First Post
Hello.
I am here 4 days sober after drinking literally non-stop for almost three years. My dad died, my anxiety was horrible.... long story short whenever ANYTHING went wrong, i would have at least a sip. By the end I was drinking sometimes a pint of vodka, plus a shot, plus three glasses of wine a day. I am 26 years old. I have an amazing Husband.
I would on some days literally drink from morning to night. It was a two-fold affect for me: I would be tipsy AND my appetite would go away. I would drink before, during and after work. I would drink at home, sometimes would drive after a drink or two because I couldn't really feel it.
I truly believed that alcohol made me a better person because i am a loner, socially shy/awkward and introverted. Because I have anxiety and bouts of depression. Because it hindered my appetite so i stayed thinner. What's better than someone who is skinny and happy and outgoing RIGHT?? WRONG.

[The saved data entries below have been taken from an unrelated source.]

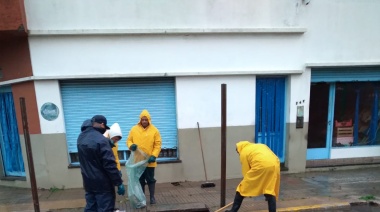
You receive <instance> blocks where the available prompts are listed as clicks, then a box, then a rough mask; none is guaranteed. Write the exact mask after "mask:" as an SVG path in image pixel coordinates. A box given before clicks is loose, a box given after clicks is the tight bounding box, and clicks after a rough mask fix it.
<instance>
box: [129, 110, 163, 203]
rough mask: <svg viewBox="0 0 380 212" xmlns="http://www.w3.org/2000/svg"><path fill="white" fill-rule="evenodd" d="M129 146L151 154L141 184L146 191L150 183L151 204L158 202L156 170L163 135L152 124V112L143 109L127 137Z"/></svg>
mask: <svg viewBox="0 0 380 212" xmlns="http://www.w3.org/2000/svg"><path fill="white" fill-rule="evenodd" d="M127 146H128V148H129V149H130V150H131V151H135V150H136V149H137V148H139V149H141V150H142V151H144V152H145V153H146V154H147V155H149V156H150V157H149V159H148V163H149V164H148V166H147V167H146V169H145V171H144V173H143V174H142V175H141V177H140V184H141V187H142V190H143V192H144V193H145V185H146V184H148V188H149V194H150V204H156V199H155V196H154V192H155V185H156V179H155V178H154V170H155V167H157V162H156V158H157V157H158V155H159V154H160V151H161V135H160V132H159V131H158V129H157V128H156V127H155V126H154V125H153V124H152V121H151V117H150V114H149V112H148V111H147V110H143V111H142V112H141V114H140V120H139V123H138V124H136V125H135V126H133V127H132V129H131V131H130V132H129V135H128V138H127Z"/></svg>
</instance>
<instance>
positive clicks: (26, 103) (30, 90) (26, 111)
mask: <svg viewBox="0 0 380 212" xmlns="http://www.w3.org/2000/svg"><path fill="white" fill-rule="evenodd" d="M12 93H13V99H14V103H15V110H16V114H17V124H18V132H19V133H20V134H23V127H22V117H21V108H20V97H24V98H25V107H26V113H27V118H28V128H29V133H30V134H41V127H40V119H39V115H38V111H39V110H38V106H37V100H36V93H35V88H34V82H33V81H28V82H23V83H17V84H12Z"/></svg>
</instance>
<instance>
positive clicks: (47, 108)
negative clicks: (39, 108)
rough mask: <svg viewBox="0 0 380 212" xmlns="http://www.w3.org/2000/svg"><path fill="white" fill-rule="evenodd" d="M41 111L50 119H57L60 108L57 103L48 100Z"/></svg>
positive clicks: (46, 116)
mask: <svg viewBox="0 0 380 212" xmlns="http://www.w3.org/2000/svg"><path fill="white" fill-rule="evenodd" d="M40 112H41V115H42V117H44V119H46V120H48V121H53V120H55V119H56V118H57V117H58V115H59V109H58V107H57V105H55V104H54V103H51V102H46V103H45V104H44V105H42V107H41V111H40Z"/></svg>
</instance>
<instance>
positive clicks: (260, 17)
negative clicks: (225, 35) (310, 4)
mask: <svg viewBox="0 0 380 212" xmlns="http://www.w3.org/2000/svg"><path fill="white" fill-rule="evenodd" d="M300 3H301V0H255V1H250V0H234V1H230V0H219V1H214V0H181V1H171V0H155V1H150V0H128V1H125V0H112V1H102V0H81V1H74V0H66V1H60V0H39V1H33V0H25V8H26V16H27V23H28V28H29V29H31V30H59V29H64V30H67V29H130V28H132V29H142V28H143V29H144V28H209V27H211V28H215V27H216V28H225V27H236V28H240V27H253V26H255V27H268V26H292V25H296V20H297V19H296V17H297V14H298V10H299V7H301V4H300Z"/></svg>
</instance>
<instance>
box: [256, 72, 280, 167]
mask: <svg viewBox="0 0 380 212" xmlns="http://www.w3.org/2000/svg"><path fill="white" fill-rule="evenodd" d="M284 126H285V78H284V77H278V78H277V77H274V78H257V80H256V127H255V142H256V143H264V144H266V145H267V146H268V147H269V148H270V149H271V150H272V151H273V152H274V153H275V154H276V155H277V156H278V157H279V159H280V161H281V162H284V161H285V157H284V145H285V142H284V128H285V127H284Z"/></svg>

It almost ruined my husband's trust in me. I said things and acted in ways i regret. I threw up, passed out, blacked out, got dizzy, forgot things, got angry and physical, screamed and yelled and became a total monster. i stopped caring about anything else. Stopped baking and working out and cooking and playing. Stopped caring about God.
I have never stopped for more than a week or two. I will now. Life is too short as it is.